\name{horner}
\alias{horner}
\alias{hornerdefl}
\title{
Horner's Rule
}
\description{
  Compute the value of a polynomial via Horner's Rule.
}
\usage{
horner(p, x)
hornerdefl(p, x)
}
\arguments{
  \item{p}{Numeric vector representing a polynomial.}
  \item{x}{Numeric scalar, vector or matrix at which to evaluate the polynomial.}
}
\details{
  \code{horner} utilizes the Horner scheme to evaluate the polynomial and its
  first derivative at the same time.

  The polynomial \code{p = p_1*x^n + p_2*x^{n-1} + ... + p_n*x + p_{n+1}}
  is hereby represented by the vector \code{p_1, p_2, ..., p_n, p_{n+1}},
  i.e. from highest to lowest coefficient.

  \code{hornerdefl} uses a similar approach to return the value of \code{p}
  at \code{x} and a polynomial \code{q} that satisfies

  \code{p(t) = q(t) * (t - x) + r, r constant}

  which implies \code{r=0} if \code{x} is a root of \code{p}. This will allow
  for a repeated root finding of polynomials.
}
\value{
  \code{horner} returns a list with two elements, \code{list(y=..., dy=...)}
  where the first list elements returns the values of the polynomial, the
  second the values of its derivative at the point(s) \code{x}.
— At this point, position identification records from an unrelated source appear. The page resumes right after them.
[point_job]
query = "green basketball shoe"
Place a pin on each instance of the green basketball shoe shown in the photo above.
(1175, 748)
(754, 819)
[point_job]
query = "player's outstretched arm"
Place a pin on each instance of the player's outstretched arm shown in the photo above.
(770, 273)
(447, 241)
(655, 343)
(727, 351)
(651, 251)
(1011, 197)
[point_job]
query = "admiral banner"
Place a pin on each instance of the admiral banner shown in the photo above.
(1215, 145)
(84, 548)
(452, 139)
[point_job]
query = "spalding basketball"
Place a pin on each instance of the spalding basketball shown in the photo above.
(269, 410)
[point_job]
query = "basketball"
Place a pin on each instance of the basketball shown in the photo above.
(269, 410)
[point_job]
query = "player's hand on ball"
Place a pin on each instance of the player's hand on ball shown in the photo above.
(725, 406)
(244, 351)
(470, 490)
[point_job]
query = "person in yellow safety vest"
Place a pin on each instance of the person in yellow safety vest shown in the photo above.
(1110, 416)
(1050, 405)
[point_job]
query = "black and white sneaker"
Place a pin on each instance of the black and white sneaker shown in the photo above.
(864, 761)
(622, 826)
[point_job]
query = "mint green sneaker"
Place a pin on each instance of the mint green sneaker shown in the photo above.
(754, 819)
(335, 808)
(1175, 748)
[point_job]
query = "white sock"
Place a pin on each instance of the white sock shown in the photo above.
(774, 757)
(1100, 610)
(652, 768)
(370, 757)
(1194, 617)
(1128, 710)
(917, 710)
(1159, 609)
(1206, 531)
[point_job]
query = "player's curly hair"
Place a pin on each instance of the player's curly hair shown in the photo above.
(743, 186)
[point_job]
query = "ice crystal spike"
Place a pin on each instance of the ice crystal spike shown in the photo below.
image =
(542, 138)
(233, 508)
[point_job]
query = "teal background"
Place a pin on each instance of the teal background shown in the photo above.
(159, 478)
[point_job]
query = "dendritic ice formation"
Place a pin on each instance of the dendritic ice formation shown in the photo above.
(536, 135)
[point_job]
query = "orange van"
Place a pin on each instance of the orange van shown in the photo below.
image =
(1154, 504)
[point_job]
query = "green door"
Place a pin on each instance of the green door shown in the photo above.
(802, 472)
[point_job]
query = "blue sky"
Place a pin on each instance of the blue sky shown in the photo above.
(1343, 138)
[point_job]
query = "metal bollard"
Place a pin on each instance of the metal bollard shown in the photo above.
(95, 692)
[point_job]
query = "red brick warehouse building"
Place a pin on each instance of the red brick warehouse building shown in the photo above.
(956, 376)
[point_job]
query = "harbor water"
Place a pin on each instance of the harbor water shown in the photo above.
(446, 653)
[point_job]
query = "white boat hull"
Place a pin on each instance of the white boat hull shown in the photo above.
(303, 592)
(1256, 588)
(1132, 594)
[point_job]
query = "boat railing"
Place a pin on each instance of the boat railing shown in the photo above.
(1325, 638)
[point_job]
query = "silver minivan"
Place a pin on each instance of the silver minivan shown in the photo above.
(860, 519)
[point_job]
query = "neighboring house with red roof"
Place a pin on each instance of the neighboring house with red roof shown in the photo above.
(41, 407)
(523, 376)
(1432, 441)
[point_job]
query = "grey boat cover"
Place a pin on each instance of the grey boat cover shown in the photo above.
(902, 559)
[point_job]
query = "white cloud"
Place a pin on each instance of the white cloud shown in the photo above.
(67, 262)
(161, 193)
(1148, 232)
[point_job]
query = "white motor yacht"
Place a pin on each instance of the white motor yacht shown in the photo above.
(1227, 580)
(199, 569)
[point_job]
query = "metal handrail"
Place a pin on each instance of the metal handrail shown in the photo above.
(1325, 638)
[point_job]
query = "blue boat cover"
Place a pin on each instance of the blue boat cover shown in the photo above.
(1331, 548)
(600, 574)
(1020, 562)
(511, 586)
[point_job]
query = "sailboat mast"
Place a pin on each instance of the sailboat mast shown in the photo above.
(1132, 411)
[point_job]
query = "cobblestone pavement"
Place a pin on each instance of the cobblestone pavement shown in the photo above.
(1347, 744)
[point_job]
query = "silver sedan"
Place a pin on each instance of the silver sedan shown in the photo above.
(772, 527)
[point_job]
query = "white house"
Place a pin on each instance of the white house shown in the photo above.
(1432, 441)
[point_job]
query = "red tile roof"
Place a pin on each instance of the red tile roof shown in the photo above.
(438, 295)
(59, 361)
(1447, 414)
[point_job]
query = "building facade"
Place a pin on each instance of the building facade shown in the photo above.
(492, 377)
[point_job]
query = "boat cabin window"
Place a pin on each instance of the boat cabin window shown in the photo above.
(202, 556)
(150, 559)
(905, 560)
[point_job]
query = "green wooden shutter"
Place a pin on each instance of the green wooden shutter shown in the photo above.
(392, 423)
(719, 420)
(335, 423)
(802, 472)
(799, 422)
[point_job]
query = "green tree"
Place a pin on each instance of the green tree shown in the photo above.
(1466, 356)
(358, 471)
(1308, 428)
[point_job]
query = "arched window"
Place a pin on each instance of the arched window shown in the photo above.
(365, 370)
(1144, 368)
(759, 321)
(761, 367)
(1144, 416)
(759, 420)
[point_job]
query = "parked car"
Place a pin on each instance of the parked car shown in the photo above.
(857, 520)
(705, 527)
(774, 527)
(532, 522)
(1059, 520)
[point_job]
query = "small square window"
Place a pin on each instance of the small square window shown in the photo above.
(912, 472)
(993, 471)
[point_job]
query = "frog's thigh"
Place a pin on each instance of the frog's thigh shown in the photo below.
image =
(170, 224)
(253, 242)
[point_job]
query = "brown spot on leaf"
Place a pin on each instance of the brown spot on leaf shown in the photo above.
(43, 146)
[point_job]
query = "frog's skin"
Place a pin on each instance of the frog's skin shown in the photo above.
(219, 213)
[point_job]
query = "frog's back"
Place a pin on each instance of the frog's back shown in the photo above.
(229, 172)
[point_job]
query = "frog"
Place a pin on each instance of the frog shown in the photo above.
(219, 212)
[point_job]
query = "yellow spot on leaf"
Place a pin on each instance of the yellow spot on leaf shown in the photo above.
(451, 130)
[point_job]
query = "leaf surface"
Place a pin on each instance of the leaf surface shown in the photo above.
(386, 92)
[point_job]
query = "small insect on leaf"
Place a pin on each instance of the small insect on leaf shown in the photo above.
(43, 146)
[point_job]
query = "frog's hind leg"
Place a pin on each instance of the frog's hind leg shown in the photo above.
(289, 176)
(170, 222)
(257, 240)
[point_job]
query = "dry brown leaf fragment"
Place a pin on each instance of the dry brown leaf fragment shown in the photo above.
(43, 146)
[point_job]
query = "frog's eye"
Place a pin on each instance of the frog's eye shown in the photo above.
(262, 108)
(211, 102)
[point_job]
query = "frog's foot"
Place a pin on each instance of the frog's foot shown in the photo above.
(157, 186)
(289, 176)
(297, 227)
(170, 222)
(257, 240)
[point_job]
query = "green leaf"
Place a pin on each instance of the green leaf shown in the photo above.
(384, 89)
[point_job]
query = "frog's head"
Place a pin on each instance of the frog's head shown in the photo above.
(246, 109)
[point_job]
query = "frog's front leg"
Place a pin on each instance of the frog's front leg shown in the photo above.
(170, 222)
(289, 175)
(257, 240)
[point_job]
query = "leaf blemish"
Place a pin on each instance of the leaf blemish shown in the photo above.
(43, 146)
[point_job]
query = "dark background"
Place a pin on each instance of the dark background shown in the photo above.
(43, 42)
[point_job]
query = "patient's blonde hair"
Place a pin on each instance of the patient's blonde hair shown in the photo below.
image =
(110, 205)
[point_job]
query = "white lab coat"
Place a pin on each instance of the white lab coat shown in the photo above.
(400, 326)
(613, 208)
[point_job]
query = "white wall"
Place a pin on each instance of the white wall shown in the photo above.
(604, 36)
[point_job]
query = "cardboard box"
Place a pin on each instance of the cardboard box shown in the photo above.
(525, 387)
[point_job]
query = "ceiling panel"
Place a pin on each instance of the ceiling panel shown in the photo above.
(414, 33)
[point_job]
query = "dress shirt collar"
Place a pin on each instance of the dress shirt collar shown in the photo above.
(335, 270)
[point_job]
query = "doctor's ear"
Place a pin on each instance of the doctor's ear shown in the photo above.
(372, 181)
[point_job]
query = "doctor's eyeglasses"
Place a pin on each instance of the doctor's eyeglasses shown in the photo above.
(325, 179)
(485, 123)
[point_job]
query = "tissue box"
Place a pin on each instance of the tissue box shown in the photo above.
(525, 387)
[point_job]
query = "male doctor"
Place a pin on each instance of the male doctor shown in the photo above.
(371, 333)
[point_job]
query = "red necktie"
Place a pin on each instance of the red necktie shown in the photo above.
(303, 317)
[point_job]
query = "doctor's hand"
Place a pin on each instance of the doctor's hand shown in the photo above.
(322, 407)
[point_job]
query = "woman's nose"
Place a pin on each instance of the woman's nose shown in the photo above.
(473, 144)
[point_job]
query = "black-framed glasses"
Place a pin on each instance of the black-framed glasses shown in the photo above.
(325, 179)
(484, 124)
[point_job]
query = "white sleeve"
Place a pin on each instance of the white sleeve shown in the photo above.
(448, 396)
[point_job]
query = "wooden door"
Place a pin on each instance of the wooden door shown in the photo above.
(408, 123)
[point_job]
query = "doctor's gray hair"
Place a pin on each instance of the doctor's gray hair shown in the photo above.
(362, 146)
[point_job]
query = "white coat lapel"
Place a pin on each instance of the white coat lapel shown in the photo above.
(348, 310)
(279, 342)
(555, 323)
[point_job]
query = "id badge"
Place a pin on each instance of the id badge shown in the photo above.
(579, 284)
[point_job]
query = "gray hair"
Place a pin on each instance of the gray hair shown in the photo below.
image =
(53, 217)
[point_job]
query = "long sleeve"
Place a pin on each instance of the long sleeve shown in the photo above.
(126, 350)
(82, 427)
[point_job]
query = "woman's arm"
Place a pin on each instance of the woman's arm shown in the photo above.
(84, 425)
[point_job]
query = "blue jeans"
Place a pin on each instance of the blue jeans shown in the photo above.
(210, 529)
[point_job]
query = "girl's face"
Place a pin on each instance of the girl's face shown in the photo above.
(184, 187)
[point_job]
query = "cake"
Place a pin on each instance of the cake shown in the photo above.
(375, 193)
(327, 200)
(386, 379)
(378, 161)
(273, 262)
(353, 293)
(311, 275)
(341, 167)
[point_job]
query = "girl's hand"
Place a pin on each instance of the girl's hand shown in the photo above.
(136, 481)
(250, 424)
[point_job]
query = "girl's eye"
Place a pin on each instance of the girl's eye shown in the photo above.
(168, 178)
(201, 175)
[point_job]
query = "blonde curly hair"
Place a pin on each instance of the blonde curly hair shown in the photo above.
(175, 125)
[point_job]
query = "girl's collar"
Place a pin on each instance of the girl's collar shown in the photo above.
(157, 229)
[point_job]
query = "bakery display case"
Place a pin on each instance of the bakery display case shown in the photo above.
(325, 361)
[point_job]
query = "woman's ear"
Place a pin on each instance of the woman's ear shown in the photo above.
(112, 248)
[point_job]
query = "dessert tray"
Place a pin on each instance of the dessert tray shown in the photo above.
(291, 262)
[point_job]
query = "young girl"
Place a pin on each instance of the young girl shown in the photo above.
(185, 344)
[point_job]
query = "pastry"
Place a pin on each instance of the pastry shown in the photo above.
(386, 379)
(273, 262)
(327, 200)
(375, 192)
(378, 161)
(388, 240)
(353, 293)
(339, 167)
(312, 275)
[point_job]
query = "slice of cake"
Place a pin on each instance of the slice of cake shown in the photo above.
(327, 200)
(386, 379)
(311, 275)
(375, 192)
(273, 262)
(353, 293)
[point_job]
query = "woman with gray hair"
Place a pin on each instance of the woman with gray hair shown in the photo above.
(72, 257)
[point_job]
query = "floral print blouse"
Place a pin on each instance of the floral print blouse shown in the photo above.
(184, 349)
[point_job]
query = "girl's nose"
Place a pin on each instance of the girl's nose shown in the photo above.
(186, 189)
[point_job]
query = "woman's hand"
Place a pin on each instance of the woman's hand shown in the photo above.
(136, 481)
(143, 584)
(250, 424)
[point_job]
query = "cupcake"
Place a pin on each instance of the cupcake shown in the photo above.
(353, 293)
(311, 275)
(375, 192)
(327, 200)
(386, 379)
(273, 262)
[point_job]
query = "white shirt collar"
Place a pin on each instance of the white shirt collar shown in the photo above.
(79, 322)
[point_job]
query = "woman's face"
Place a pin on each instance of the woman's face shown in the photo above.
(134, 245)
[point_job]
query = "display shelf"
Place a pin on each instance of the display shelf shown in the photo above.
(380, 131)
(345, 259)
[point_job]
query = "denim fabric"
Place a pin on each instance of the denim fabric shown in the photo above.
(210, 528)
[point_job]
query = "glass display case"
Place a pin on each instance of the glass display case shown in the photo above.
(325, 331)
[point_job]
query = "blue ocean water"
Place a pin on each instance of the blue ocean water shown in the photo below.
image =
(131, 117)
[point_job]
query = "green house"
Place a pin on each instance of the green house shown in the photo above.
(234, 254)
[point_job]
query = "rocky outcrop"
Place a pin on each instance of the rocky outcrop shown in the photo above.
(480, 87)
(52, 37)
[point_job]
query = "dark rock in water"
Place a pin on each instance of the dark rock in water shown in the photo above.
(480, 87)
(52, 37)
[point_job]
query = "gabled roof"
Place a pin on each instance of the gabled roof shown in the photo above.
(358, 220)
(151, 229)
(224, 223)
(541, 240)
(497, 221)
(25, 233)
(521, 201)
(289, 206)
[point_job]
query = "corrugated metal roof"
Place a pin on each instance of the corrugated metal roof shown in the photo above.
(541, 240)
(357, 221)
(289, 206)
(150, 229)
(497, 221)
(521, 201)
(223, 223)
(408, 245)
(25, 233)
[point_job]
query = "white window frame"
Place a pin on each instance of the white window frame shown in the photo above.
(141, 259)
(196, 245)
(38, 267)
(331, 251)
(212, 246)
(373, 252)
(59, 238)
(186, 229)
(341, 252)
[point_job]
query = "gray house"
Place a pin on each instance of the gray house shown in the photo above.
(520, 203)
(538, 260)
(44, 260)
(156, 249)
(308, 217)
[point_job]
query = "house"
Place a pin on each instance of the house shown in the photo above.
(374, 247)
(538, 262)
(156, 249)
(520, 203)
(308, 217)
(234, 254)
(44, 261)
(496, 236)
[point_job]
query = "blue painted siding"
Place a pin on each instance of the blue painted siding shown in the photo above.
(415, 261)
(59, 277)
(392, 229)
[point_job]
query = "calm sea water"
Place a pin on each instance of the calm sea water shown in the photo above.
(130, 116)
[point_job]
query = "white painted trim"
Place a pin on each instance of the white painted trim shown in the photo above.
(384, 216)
  \code{hornerdefl} returns a list \code{list(y=..., dy=...)} where \code{q}
  represents a polynomial, see above.
}
\note{
  For fast evaluation, there is no error checking for \code{p} and \code{x},
  which both must be numerical vectors
  (\code{x} can be a matrix in \code{horner}).
}
\references{
  Quarteroni, A., and Saleri, F. (2006) Scientific Computing with Matlab
  and Octave. Second Edition, Springer-Verlag, Berlin Heidelberg.
}
\seealso{
\code{\link{polyval}}
}
\examples{
x <- c(-2, -1, 0, 1, 2)
p <- c(1, 0, 1)  # polynomial x^2 + x, derivative 2*x
horner(p, x)$y   #=>  5  2  1  2  5
horner(p, x)$dy  #=> -4 -2  0  2  4

p <- Poly(c(1, 2, 3))  # roots 1, 2, 3
hornerdefl(p, 3)          # q = x^2- 3 x + 2  with roots 1, 2
}
\keyword{ math }